Not many museum directors have the opportunity Dean Sobel has—which is nothing short of the chance to rewrite a chapter of American art history.
Dean Sobel |
Mr. Sobel, who has spent the past six years studying the hidden trove—825 paintings and 1,575 works on paper—is convinced that Still is not only a giant of Abstract Expressionism, but also the first of the breed. "We are going head to head with Rothko, Pollock, de Kooning and Newman," he says. "The goal for us is to put Still back in, to show the greatness of him and that he was the great innovator of the movement. He creates Abstract Expressionism before all the others."
Last spring, as we walked around a warehouse where some Still works were lined up on the floor, a few (including a luminous orange and yellow one that has never been shown) were hanging loose, unstretched, but most were rolled up on shelves, Mr. Sobel recalled his first visit, in mid-2005. Although he had organized more than 60 contemporary-art exhibitions and served as chief curator at the Milwaukee Museum of Art and as director of the Aspen Art Museum, he was taken aback by "the enormity" of what was there, and "the responsibility of what I had signed up for. I believe this is the most important museum project of this generation."
It's certainly an unusual one. Creating a constituency for a one-artist museum can be tricky even when, like Georgia O'Keeffe or Andy Warhol, that artist is widely known (and loved) and has a local base (Santa Fe, N.M., and Pittsburgh, respectively). Still, a loner who was born in North Dakota in 1904 and died in Maryland in 1980, with several stops in between, had decreed that his life's work should go to any city that would erect a museum solely for his works—and nothing else, ever. Denver just happened to win the competition. Somewhat controversially, the museum and city are also selling four works at an auction on Nov. 9 to raise money for the endowment, with court approval and no objections from the estates.
Mr. Sobel sees his charge, a $29 million, two-story, 28,500-square-foot structure designed by Brad Cloepfil of Allied Works Architecture, as a destination museum akin to minimalist Donald Judd's complex in Marfa, Texas: Art lovers will want to make the journey to see these works, which have been hidden for so long. "Fortunately, we are blessed with an interesting man. He grew up in rural Canada, and nothing would have predicted his being an artist, let alone a great one. He's doing it his own way. That will resonate with people." Visitors will see the man, in a dramatic 1940 self-portrait, before entering the museum's 10,000 square feet of galleries on the second floor.
Still's 1940 Self-Portrait |
By the late 1930s and early '40s, Still had moved increasingly toward abstraction until he created a work labeled "1944 N#1" (he never titled his works). "I'd assert this is the first Abstract Expressionist painting in the U.S.," Mr. Sobel says. "It's of monumental scale, which is essential to the definition of Abstract Expressionism." It is mainly black and white, with no central image, "but there is subject matter," Mr. Sobel says. Like Still's Abstract Expressionist confreres, "he was trying to address the universal themes—the fears, emotions about what it's like to be alive—in an abstract way. It did not conform to anything."
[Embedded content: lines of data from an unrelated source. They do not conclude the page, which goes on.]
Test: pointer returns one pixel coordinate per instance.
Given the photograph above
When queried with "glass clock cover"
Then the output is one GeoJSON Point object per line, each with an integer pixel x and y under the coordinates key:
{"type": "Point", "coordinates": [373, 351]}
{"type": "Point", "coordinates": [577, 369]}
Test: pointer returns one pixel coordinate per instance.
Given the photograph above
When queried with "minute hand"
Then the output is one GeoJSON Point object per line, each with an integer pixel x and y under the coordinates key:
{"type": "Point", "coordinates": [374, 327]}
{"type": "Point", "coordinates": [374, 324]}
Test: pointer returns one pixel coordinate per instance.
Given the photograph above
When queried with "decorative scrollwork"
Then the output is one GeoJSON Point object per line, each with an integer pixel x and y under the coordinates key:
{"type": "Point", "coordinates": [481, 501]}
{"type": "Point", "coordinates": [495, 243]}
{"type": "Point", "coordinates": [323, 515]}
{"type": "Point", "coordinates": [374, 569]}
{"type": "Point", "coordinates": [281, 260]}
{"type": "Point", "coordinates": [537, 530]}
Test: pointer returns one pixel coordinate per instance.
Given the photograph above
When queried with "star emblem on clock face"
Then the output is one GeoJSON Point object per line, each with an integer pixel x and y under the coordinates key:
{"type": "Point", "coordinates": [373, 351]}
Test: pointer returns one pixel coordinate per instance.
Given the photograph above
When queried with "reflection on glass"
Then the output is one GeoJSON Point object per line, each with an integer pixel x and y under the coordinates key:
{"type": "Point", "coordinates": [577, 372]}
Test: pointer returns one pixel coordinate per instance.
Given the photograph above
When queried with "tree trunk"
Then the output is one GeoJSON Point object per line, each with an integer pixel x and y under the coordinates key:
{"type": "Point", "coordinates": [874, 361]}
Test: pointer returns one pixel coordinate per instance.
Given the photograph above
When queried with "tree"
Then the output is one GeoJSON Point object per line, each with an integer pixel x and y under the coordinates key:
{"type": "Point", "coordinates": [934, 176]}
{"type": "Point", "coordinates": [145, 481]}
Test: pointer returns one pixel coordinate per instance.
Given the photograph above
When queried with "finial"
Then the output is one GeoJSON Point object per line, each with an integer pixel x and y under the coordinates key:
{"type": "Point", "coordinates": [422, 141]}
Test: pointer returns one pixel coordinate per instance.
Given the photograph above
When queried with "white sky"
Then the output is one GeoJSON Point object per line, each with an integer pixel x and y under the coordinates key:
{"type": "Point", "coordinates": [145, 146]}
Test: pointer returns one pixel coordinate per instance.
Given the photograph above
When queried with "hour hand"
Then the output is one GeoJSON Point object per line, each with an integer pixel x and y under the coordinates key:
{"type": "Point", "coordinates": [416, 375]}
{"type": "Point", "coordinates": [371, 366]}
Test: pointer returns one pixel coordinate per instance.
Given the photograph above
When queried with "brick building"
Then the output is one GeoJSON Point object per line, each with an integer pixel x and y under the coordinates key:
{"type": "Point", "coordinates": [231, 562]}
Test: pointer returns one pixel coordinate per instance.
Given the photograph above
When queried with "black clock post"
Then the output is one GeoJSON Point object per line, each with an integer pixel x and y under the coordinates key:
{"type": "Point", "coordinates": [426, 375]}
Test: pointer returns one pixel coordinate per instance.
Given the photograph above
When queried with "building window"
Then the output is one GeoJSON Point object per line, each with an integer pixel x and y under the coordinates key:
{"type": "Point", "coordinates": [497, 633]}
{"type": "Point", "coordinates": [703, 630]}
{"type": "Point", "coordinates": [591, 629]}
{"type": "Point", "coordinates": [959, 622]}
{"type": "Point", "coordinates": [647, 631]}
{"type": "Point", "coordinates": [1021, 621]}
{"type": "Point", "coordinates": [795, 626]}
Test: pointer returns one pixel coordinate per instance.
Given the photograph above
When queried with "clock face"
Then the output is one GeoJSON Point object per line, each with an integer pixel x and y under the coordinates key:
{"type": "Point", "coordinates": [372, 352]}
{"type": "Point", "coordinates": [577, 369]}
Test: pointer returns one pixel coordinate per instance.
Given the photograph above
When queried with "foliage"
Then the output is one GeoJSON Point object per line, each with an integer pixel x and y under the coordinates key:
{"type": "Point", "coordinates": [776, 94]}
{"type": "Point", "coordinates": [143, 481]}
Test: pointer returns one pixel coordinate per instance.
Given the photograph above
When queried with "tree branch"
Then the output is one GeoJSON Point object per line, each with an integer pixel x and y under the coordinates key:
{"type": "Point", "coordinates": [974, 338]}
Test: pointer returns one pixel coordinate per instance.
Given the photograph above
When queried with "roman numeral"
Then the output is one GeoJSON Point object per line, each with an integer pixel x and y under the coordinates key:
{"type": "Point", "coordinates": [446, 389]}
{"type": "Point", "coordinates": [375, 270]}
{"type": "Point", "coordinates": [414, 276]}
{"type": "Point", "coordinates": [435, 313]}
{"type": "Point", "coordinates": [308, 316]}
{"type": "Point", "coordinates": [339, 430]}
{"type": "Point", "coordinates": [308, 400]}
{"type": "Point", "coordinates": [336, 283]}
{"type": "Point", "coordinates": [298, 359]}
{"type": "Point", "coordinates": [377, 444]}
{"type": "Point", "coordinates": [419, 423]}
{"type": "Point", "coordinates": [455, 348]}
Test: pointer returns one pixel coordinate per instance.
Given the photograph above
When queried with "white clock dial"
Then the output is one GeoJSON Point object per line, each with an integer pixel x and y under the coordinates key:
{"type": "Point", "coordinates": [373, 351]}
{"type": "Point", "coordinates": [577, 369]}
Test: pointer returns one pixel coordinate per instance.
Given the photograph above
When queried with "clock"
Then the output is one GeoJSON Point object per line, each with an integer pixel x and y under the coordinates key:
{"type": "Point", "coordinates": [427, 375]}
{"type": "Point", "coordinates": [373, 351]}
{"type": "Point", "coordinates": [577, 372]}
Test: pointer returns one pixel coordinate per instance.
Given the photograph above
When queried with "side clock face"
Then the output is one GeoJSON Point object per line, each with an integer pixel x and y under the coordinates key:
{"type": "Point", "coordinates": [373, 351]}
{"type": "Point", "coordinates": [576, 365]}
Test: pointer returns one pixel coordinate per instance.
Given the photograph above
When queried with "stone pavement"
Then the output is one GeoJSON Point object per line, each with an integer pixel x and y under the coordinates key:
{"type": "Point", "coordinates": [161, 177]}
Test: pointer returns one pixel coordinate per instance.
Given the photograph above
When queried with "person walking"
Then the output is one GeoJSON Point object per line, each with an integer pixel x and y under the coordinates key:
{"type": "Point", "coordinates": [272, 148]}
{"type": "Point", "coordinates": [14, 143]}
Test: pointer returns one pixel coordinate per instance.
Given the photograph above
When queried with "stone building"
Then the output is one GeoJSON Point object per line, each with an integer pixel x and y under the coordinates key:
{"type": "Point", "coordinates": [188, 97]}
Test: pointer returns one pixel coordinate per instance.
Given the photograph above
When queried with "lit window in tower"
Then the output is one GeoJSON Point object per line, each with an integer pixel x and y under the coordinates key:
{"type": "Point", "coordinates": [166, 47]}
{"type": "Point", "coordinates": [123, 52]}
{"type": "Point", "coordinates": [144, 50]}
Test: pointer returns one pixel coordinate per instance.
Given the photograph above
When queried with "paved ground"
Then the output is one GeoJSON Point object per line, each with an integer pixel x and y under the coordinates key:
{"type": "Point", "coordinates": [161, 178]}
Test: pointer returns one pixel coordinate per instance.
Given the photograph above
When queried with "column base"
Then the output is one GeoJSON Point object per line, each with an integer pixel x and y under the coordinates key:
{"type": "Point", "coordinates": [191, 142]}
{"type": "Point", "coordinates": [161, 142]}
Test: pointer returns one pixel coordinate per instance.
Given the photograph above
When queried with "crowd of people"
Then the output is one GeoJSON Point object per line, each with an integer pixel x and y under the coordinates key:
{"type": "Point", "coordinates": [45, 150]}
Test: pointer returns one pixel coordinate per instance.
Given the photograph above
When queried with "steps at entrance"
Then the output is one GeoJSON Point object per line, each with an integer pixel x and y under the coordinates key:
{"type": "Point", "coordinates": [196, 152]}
By 1946, Still had developed his signature style, and the next two galleries show this work, what Mr. Sobel calls "the zenith of his career. They will be the most impactful galleries in terms of the narrative of Clyfford Still." The exhibit ends with an ethereal white canvas, with jagged yellow forms, from 1977.
Mr. Sobel believes that the display will surprise even scholars: Some two-thirds of the paintings have never been exhibited and nearly no one has seen Still's drawings, which will occupy one gallery. One key work, a massive blue painting, was shown only once, at the inaugural exhibition of the Institute for Contemporary Art in Philadelphia in 1963. It is bisected by a thin red vertical line, an example of what Still called "life lines," which Mr. Sobel says are "humankind represented in an abstract way." In the '60s, Still had said that behind his work was the figure (as it often was in his early paintings).
Over the years, some doubters have suggested that Still backdated his paintings so he could claim to be the Abstract Expressionist progenitor. "David and I are aware of those questions," Mr. Sobel says. But he says he can back up the dates with drawings, exhibition checklists, records of his numbering label system and other archival materials. Some of those records are likely to be displayed on the museum's first floor, along with such personal artifacts as his tools, record collection, personal library and letters. "He was a family man who loved cars; he wasn't a brooding guy who only thought about his career," Mr. Sobel says.
He expects the museum's inaugural exhibit to remain on view for nine months; then, he plans to focus on other aspects of Still, as a colorist, say, or a landscape painter, that will build up his reputation—although classics like "1944 N#1" and the blue painting will always be up. "This is our first pitch," Mr. Sobel says. "I feel pretty confident, even a little cocky, because the body of work speaks for itself."